Силантий пытливо посмотрел на лицо говорившего; с усами и бородой, покрытыми инеем, и резко отодвинулся от него.
– Опять ты у меня на дороге! Я не знаю тебя, князь! С той поры, как ты передался «вору», старый князь отрекся от тебя, а с ним вместе и все мы. Что тебе в княжне? Может, ты, как разбойник, и наслал поляков.

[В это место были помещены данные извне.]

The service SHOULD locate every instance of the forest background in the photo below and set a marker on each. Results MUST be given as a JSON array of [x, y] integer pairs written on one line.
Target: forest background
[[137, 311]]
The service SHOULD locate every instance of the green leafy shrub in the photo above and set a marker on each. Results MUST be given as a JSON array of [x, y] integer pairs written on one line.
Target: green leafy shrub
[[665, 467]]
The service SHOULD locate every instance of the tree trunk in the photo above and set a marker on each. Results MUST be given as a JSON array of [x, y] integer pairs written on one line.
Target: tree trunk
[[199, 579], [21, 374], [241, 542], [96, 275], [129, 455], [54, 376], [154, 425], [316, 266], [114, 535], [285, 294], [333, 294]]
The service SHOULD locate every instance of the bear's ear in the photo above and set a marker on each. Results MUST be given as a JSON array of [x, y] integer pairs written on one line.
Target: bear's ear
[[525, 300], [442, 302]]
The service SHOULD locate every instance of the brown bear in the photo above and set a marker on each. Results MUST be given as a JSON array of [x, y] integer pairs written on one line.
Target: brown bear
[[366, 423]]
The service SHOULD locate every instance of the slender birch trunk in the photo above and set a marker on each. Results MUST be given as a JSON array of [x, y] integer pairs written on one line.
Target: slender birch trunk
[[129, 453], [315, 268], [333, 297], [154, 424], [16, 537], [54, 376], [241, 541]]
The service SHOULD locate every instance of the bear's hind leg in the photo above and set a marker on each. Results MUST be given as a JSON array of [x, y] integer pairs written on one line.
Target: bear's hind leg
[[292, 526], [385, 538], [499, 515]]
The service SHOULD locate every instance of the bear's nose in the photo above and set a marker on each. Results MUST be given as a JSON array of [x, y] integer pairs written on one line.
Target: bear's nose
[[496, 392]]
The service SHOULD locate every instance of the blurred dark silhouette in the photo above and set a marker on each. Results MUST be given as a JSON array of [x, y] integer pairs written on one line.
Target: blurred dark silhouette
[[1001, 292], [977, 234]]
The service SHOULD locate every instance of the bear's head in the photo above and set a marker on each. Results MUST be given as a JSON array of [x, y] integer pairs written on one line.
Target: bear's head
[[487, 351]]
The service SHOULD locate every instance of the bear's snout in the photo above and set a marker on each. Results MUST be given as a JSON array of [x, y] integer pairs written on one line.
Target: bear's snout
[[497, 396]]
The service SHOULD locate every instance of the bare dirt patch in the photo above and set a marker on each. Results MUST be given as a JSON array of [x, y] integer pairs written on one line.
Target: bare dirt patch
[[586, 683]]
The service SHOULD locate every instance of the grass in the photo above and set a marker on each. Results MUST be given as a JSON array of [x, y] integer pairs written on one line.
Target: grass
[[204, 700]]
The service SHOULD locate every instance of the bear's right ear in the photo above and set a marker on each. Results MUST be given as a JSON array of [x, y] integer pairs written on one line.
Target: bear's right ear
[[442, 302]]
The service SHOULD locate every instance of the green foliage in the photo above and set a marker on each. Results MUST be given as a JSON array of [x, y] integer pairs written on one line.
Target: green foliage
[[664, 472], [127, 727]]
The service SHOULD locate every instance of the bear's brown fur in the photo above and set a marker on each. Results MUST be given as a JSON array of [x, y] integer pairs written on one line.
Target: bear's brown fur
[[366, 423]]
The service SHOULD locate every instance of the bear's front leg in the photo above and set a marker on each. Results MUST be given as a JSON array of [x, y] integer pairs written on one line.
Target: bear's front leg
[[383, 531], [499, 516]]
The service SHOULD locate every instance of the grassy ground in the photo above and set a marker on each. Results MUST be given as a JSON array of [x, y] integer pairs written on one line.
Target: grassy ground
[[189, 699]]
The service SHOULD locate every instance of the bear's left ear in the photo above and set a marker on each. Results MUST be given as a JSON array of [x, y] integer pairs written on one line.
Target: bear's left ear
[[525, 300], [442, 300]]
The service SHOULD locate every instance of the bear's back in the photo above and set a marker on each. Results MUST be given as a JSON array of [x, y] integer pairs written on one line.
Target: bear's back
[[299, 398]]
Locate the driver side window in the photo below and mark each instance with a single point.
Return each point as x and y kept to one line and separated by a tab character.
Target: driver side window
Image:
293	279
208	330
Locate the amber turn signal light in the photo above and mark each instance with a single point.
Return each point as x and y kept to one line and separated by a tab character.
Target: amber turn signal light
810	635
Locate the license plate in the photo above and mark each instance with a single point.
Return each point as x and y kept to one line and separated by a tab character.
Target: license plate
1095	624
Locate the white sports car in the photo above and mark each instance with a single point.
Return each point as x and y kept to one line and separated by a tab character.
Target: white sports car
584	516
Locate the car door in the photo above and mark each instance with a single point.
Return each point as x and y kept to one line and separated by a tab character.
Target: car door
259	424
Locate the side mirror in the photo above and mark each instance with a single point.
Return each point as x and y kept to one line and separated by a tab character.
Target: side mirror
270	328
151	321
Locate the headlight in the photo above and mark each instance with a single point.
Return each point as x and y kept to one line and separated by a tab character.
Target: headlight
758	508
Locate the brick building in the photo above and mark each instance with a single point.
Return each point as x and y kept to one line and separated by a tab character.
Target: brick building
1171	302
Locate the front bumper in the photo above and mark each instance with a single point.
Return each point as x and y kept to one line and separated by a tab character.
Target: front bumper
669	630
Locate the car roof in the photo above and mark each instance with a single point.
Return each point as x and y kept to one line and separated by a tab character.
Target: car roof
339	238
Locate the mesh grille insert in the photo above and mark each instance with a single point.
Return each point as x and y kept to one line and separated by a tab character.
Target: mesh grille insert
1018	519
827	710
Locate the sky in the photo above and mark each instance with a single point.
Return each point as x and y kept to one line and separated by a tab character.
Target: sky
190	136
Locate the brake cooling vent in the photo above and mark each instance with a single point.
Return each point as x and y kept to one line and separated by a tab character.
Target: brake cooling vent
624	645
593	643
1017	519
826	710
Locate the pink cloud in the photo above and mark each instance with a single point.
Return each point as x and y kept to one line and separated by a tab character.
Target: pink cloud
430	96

Иди прочь, а то я крикну и тебя, изменника, и лях и русский возьмут.
Князь Теряев гневно замахнулся на Силантия, но в это время Терехов с Андреевым стали между ним и Силантием, и Терехов спросил его:
– И меня не признаешь?
Силантий вгляделся в новое лицо и вдруг всплеснул руками:
– Батюшка, Петр Васильевич! Да ты ли это? И Семен Андреевич с тобой? Да как же вы тут с изменщиком!
– Тсс! – остановил его Терехов. – Князь – не изменник, и мы с ним побратались. Не говори так! Скажи, знаешь, где княжна?
– Княжна! Да ее же ляхи увезли и нашего бар…
– Знаю! – перебил Терехов. – Мы ищем княжну и знаем, что теперь она в Москве. Мы по пятам за нею.
– В Москве? Царица Небесная! Где же она, голубушка? Вот-то Маремьяниха рада будет!..
– У поляка Ходзевича.
– Все у него, разбойника! – вздохнул Силантий.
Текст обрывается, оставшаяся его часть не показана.